Grazie davvero per i consigli di lettura. Portelli lo leggo spesso sul Manifesto, insieme a D'Eramo e' alla base della mia comprensione della societa' amaricana passata e presente. E Josh Ritter mi piace proprio tanto, il suo nuovo album sta finalmente facendolo uscire dall'underground, come merita.

Raffaella -

Sono d'accordo con te, si tratta di attitudine. Gli esempi che faceva Bruno, Ani Di Franco e Regina Spektor, calzano a pennello. Resta il fatto che ci sono stati periodi dove quell'attitudine era dominante, pervadeva il mondo della musica, mentre oggi sembra non essere nemmeno un obiettivo. Pensa che tra il 1978 e il 1984 c'era tanta musica nuova e vitale in giro che le case discografiche facevano a gara a chi cancellava dai cataloghi i dischi dei '70: nessuno avrebbe avuto il tempo o il desiderio di ascoltarli. Adesso, invece, quei dischi stanno uscendo dagli archivi.

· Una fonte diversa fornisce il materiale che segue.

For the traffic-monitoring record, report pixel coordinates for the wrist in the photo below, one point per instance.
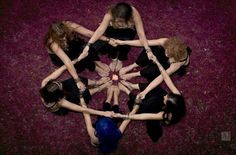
(77, 80)
(148, 49)
(89, 44)
(108, 40)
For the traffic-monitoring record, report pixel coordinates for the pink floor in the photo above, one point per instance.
(208, 27)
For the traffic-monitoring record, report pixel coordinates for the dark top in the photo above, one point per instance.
(72, 93)
(75, 48)
(153, 101)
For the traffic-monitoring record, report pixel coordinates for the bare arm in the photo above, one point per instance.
(56, 74)
(139, 27)
(173, 68)
(153, 42)
(65, 59)
(147, 116)
(125, 123)
(82, 30)
(74, 107)
(166, 77)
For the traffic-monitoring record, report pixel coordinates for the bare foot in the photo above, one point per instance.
(128, 84)
(110, 91)
(119, 65)
(103, 66)
(123, 88)
(101, 72)
(116, 95)
(126, 69)
(113, 65)
(123, 70)
(105, 85)
(102, 81)
(127, 76)
(116, 90)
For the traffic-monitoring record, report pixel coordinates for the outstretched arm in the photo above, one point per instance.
(83, 31)
(166, 77)
(74, 107)
(55, 74)
(144, 116)
(126, 122)
(173, 68)
(153, 42)
(139, 27)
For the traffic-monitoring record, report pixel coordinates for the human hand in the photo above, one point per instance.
(84, 53)
(119, 42)
(108, 114)
(117, 115)
(81, 86)
(113, 42)
(150, 55)
(140, 96)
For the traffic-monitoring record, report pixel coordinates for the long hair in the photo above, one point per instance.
(59, 33)
(108, 134)
(122, 10)
(175, 106)
(51, 92)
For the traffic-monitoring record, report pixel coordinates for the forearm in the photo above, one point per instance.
(143, 40)
(71, 69)
(166, 76)
(126, 122)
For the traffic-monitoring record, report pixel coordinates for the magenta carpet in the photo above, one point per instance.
(208, 27)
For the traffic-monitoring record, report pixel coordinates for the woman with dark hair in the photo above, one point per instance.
(120, 22)
(64, 44)
(157, 107)
(172, 53)
(61, 95)
(105, 133)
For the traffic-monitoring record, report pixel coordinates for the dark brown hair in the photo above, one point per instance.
(58, 33)
(122, 10)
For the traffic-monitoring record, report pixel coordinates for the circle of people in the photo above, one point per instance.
(114, 37)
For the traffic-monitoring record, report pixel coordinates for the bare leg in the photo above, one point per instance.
(131, 86)
(110, 91)
(123, 88)
(103, 66)
(130, 75)
(125, 123)
(126, 69)
(116, 95)
(100, 88)
(101, 71)
(93, 139)
(118, 65)
(113, 64)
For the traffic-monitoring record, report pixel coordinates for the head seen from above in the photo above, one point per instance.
(121, 12)
(174, 108)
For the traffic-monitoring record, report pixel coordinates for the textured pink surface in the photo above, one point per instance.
(208, 27)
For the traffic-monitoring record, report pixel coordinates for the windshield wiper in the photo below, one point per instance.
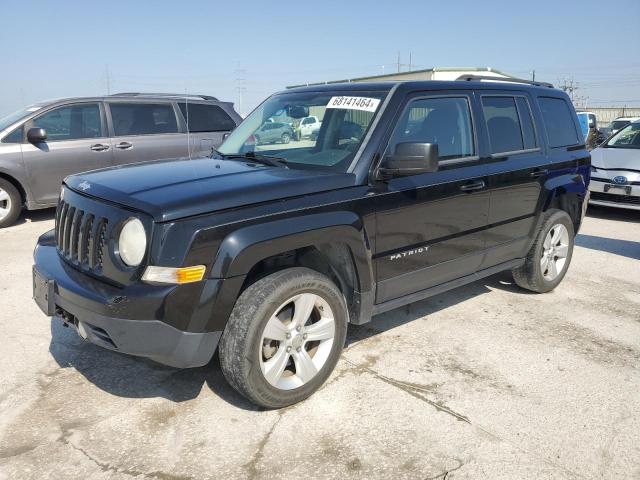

Bene per certi versi, intendiamoci. Ma vorrei avere meno tempo di sentirli, se capisci cosa intendo. Ieri Marco e io ci domandavamo se non sia il caso di cercare la nuova linfa e il rinnovamento che dici in altri ambiti, extra-musicali: teatro e danza d'avanguardia per esempio. Forse sbagliamo nel cercare all'interno dei confini musicali un'attitudine che e' di altri mondi in questo momento.

Baebs -

Grazie, ti aspettiamo. Oggi sono proprio di corsa, ma verro' a trovarti nei prossimi giorni.

Emanuela -

Anch'io sono in parte d'accordo con Bruno e in parte con me stesso. E in parte con Andrea, che dice un po' quello che sostieni anche tu. Il punto e' comunque secondo me sulla qualita' della trasformazioen che dici. Ci sono periodi nei quali quella trasformazione la respiri nell'aria, altri nei quali l'aria si ricicla continuamente.